Although identity theft and identity fraud may seem similar. Though the terms may even be used interchangeably, they are not the same. Understanding the difference between these two crimes can help you protect yourself and prepare adequately to handle them when they happen.
What is identity theft?
Identity theft is the stealing of personal data (private or financial information) with the intent of using it to assume another’s person’s identity. Critical information that identity fraudsters target includes full name, date of birth, address, bank accounts, passwords, social security number, and credit card numbers.
Because of technological advancements, today’s criminals can commit identity theft on a broader scale than ever before. For example, They can hack into government and business servers and steal the personal information of millions of people instantly. Other common methods that criminals use to steal your data include:
- Malware- Fraudsters commonly use “freebies” to lure you into downloading free software loaded with malware to open up your computer and your network to the criminals.

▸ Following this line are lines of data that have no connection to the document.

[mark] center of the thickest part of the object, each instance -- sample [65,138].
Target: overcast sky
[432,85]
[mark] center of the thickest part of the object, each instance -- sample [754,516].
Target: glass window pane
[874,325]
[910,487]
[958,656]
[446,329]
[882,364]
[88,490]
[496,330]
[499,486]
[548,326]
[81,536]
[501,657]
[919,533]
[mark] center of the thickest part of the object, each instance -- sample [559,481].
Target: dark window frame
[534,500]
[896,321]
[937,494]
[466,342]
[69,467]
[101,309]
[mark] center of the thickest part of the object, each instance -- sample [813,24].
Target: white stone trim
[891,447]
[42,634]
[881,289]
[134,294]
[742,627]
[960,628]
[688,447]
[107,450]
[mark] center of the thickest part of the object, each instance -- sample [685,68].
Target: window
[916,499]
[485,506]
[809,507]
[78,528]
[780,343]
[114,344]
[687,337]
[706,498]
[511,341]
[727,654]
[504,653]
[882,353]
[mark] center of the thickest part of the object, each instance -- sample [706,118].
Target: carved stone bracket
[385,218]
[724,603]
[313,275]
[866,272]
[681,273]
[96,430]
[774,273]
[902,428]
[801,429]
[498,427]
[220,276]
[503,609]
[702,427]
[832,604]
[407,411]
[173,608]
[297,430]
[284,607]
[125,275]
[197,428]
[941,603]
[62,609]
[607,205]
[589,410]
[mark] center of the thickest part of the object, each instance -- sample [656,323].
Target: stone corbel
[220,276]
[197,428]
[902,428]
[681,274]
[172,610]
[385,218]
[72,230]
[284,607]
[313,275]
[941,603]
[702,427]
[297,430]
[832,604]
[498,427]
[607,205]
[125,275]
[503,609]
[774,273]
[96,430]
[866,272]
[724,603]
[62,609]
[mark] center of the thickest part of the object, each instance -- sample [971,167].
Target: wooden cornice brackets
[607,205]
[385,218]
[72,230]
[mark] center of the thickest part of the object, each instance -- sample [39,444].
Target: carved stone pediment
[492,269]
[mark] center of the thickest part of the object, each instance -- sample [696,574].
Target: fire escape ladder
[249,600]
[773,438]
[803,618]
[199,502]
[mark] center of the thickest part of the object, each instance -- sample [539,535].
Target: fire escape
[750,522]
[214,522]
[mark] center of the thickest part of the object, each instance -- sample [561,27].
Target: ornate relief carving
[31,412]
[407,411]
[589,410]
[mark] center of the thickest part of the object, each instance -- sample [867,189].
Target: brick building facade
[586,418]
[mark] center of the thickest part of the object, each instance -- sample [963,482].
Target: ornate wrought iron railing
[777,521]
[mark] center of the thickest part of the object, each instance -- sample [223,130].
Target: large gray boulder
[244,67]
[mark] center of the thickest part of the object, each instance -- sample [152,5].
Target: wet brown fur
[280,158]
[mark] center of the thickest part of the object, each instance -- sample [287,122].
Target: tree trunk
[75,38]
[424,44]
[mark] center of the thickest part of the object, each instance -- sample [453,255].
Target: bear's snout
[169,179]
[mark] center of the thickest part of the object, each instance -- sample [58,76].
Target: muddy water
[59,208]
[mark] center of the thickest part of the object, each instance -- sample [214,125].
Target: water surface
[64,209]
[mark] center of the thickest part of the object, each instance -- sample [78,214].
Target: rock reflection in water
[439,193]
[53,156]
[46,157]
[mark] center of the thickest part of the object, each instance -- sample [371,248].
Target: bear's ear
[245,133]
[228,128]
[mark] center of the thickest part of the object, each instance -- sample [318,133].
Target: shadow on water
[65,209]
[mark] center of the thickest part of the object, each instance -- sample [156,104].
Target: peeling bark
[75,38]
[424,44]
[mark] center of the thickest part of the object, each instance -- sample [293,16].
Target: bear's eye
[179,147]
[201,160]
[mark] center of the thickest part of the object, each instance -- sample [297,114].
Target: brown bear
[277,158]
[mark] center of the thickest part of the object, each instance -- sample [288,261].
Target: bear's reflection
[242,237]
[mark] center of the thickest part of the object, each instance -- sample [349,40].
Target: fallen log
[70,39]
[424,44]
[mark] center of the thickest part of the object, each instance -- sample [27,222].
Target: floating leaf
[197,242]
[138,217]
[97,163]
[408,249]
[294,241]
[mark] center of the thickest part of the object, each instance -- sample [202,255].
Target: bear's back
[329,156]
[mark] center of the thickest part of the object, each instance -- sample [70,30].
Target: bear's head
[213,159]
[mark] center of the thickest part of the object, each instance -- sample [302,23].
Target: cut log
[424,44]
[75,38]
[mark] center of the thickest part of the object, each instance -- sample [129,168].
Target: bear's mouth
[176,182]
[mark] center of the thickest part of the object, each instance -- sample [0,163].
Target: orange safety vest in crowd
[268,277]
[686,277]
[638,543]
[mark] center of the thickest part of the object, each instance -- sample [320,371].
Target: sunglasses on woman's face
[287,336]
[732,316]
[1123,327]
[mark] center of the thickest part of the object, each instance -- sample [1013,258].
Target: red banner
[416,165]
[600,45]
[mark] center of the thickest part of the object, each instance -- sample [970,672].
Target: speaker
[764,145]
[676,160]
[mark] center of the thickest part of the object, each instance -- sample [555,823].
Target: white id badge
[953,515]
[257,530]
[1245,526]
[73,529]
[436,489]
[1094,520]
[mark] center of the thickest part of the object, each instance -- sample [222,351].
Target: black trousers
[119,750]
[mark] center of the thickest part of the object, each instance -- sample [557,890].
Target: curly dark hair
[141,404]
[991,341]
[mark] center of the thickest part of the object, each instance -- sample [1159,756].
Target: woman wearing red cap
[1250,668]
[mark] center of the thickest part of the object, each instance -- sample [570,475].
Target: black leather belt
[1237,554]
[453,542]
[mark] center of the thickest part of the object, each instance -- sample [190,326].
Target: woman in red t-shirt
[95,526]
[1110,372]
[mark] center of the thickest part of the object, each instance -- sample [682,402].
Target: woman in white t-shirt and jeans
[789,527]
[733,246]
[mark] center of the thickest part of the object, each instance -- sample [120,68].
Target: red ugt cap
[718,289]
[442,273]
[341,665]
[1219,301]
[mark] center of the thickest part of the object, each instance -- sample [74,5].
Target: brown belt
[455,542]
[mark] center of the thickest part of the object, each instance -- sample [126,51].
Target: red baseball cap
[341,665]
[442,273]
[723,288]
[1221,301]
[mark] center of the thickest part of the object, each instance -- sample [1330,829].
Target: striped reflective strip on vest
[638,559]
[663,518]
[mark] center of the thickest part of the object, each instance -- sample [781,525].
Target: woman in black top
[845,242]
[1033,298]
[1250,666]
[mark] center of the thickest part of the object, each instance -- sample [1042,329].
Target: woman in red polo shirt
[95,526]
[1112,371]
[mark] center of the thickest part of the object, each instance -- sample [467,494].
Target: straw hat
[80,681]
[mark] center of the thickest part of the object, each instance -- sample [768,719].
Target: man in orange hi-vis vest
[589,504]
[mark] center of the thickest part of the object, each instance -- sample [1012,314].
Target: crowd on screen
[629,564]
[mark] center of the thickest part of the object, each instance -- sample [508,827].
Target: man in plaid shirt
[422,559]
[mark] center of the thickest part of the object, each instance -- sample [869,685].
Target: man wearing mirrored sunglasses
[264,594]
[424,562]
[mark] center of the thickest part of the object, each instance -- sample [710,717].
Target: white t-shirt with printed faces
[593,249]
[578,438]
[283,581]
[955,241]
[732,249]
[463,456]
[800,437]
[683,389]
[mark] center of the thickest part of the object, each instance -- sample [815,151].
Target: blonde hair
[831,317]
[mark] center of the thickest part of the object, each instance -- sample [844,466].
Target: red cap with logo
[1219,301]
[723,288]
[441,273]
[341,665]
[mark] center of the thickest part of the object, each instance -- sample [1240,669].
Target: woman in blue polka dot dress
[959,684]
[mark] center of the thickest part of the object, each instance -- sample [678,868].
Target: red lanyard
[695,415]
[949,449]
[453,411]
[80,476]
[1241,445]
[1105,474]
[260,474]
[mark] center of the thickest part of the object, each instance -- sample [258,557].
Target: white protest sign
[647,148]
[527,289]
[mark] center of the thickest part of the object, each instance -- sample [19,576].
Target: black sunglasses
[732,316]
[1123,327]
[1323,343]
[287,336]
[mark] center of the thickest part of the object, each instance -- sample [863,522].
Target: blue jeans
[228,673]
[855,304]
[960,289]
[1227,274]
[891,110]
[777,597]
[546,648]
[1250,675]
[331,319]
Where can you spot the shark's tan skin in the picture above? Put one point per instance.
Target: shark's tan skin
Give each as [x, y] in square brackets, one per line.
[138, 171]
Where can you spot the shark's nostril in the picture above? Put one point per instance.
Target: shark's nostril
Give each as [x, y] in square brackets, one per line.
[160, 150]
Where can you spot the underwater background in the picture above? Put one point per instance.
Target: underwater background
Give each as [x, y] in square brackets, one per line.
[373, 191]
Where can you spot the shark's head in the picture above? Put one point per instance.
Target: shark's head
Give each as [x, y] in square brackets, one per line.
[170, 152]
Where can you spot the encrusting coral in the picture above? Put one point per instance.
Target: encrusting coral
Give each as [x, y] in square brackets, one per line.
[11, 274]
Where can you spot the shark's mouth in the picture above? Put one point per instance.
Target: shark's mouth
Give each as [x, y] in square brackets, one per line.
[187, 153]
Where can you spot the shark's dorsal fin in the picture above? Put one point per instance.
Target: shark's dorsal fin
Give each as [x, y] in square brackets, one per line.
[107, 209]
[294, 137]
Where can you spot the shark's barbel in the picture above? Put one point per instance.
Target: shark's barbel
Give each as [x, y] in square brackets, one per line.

- Phishing – In a phishing attempt, a criminal emails the intended victim using a malicious email. If the recipient of the email acts on it, the criminal gains access to a large amount of the victim’s data.
- Low tech tactics- An identity thief does not necessarily require sophisticated skills to steal personal details. Simple methods such as dumpster diving, mail theft, or collecting a lost wallet or mobile phone can help fraudsters lay their hands on valuable information.
What is identity fraud?
Identity fraud is the use of stolen private, personal, or financial information. Identity fraud affects the individual whose identity is used as well as the business where the fake identity is used to make transactions.
Fraudsters don’t always have to use the identity of a living person. They sometimes use the identity of a deceased person to commit fraud. Criminals can also use different pieces of information from different people to create a new identity.
Some of the most common types of identity fraud include:
- Credit card fraud – A criminal uses a stolen credit card or credit card number to purchase something
- Phone or utility fraud involves using someone else’s info to open a cell phone or utility account
- Loan or lease fraud- Using someone else’s information to get a lease or a loan
- Employment or tax-related fraud- Utilizing someone else’s info and social security number to file an income tax return or gain employment
- Bank fraud- Fraudsters use someone else’s details to open an account or take over an existing financial account
- Government benefits fraud- Obtaining government benefits by using someone else’s information
- Criminal identity fraud- An arrestee uses someone else’s name and identifying information when presenting himself or herself to the authorities.
As you can see, there is a difference between these two crimes. While identity theft is the stealing of someone else’s private information, identity fraud is the fraudulent use of this information. Remember to keep your private information safe. This will help minimize the chances of becoming a future victim of identity theft or fraud.